Lastly, a word to those who would oppose paying politicians more than they already get or who think that people should simply do the job because they care about their community. This position is rather naïve and sadly misinformed about both economics and about labour market choices. It’s also an insult to those who might aspire to earn a higher living through hard work and community engagement. To single mothers it says, don’t give up your day job or you won’t be able to feed your children any better and will have less time to raise them. It also tells the office holder that their day job means more and is priority number one.

The quality of the candidates that run for office is also a result of the pay. Not everyone can afford to do it for altruistic reasons. One should look at salaries in competitive positions in the London marketplace. This is not manual labour. Consider what a University Prof makes, for instance? Or a good Accountant – Paul Van Meerbergen works a full-time job in addition to being a Councillor but having lived in his ward for 2 years (actually, directly around the corner) and I can honestly say I’ve never met the man. Paul Hubert runs Pathways in his spare time (I don’t think he actually has any spare time) and since it’s located downtown, Hubert is incredibly active and I think a bright light on Council. But he’s highly educated and his job pays much more than his Council position.
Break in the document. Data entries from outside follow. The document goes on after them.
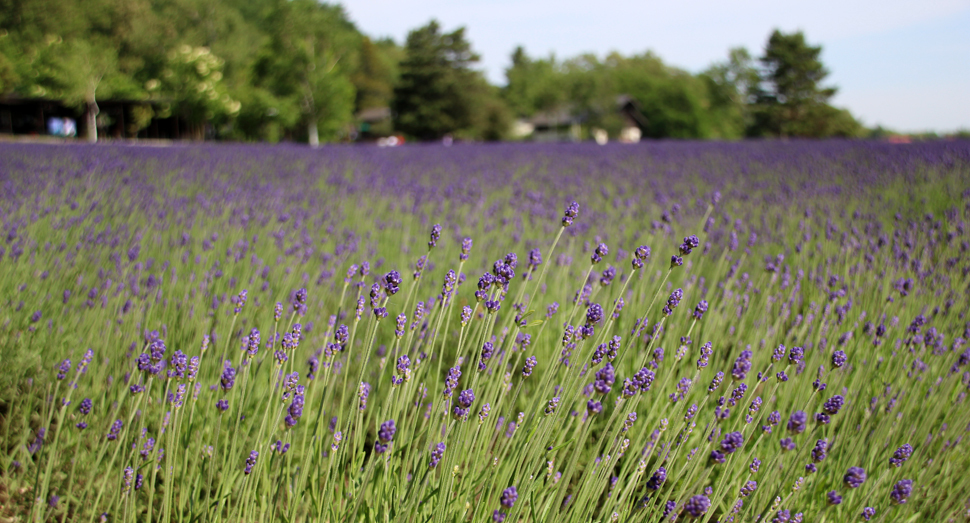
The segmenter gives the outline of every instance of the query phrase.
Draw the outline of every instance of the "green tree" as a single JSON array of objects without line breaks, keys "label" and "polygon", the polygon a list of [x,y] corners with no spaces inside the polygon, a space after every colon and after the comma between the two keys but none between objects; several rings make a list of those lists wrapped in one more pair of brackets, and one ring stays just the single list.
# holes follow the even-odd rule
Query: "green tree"
[{"label": "green tree", "polygon": [[223,63],[207,47],[181,45],[169,52],[161,78],[149,80],[146,88],[155,98],[172,99],[191,126],[189,134],[201,139],[205,122],[235,116],[241,107],[222,81]]},{"label": "green tree", "polygon": [[633,97],[646,117],[641,125],[651,138],[707,138],[710,102],[704,83],[687,71],[665,64],[651,52],[607,57],[615,93]]},{"label": "green tree", "polygon": [[752,90],[754,118],[748,134],[824,137],[857,132],[851,115],[828,105],[836,88],[821,85],[829,74],[819,59],[821,52],[821,46],[808,45],[801,31],[771,34],[760,58],[760,82]]},{"label": "green tree", "polygon": [[0,96],[12,93],[20,84],[17,57],[21,53],[10,34],[0,29]]},{"label": "green tree", "polygon": [[360,33],[340,6],[315,0],[279,1],[269,14],[270,35],[259,52],[253,80],[295,105],[306,125],[307,140],[334,138],[353,118]]},{"label": "green tree", "polygon": [[375,43],[368,37],[360,41],[360,59],[351,81],[357,90],[355,107],[358,111],[375,107],[390,107],[397,81],[396,46],[390,42]]},{"label": "green tree", "polygon": [[395,127],[419,140],[470,130],[475,99],[487,84],[471,69],[479,57],[465,39],[465,28],[442,33],[432,20],[408,33],[405,52],[394,89]]},{"label": "green tree", "polygon": [[512,66],[505,70],[505,78],[502,99],[515,116],[528,117],[550,111],[565,100],[563,75],[554,56],[534,60],[522,46],[516,47],[512,53]]},{"label": "green tree", "polygon": [[709,120],[714,138],[741,138],[749,125],[749,99],[758,85],[758,70],[748,50],[728,51],[728,59],[711,65],[700,75],[710,99]]}]

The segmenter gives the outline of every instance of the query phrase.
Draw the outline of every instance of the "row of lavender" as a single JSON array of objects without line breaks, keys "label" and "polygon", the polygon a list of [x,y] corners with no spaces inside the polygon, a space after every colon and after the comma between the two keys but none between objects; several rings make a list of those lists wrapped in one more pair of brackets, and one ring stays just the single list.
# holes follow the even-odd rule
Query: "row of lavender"
[{"label": "row of lavender", "polygon": [[960,142],[3,146],[0,510],[966,518],[968,180]]}]

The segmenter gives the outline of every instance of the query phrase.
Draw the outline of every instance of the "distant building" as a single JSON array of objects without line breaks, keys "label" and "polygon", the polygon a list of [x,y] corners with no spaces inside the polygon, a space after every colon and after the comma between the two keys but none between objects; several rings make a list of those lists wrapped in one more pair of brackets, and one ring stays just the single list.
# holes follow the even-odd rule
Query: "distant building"
[{"label": "distant building", "polygon": [[616,97],[616,108],[623,116],[623,127],[620,129],[620,141],[623,143],[637,143],[647,128],[647,117],[640,111],[640,102],[632,96],[621,94]]},{"label": "distant building", "polygon": [[394,131],[390,107],[371,107],[362,109],[354,118],[357,120],[358,141],[374,141],[390,136]]},{"label": "distant building", "polygon": [[[622,120],[617,140],[622,143],[639,142],[649,124],[640,103],[631,96],[620,95],[616,98],[615,110]],[[579,114],[570,106],[562,106],[517,120],[512,127],[512,136],[536,142],[578,142],[591,137],[597,143],[605,143],[608,140],[603,137],[605,131],[587,128],[588,121],[586,114]]]}]

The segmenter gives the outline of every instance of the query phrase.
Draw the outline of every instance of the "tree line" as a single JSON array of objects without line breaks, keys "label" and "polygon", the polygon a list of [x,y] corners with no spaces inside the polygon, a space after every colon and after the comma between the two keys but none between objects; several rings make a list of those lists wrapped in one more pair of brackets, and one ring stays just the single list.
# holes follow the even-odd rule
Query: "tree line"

But Paul is rather rare and I’d bet he’d devote much more of his time (beyond what I know he puts back in the income he gets from being a Councillor) if he were paid more. And I’m sure higher pay would draw many more great candidates in every ward. As it is, given the hassle that comes with the benefits, the insults that come faster than the thank-you’s, the loss of family time, etc., the pay really isn’t much at all. And while I love the notion that people ought to do this out of the goodness of their hearts, I believe in the power of economics and incentives. There’s a long-term message to kids making long-term career decisions that they should pursue other, ‘more worthwhile’ careers that pay more – public office, at least at the local level in London, is not a real career choice. Is it any wonder Councillors are held in such low esteem? Pay is a powerful signal.

Finally, while paying Councillors more is no guarantee of the City’s success in building a sustainable and resilient economy, I can guarantee that no successful City operates with Councillors who have to keep other jobs to pay their bills. By being penny-wise and pound foolish when it comes to political representation at City Hall we short-change our City, our future and ourselves.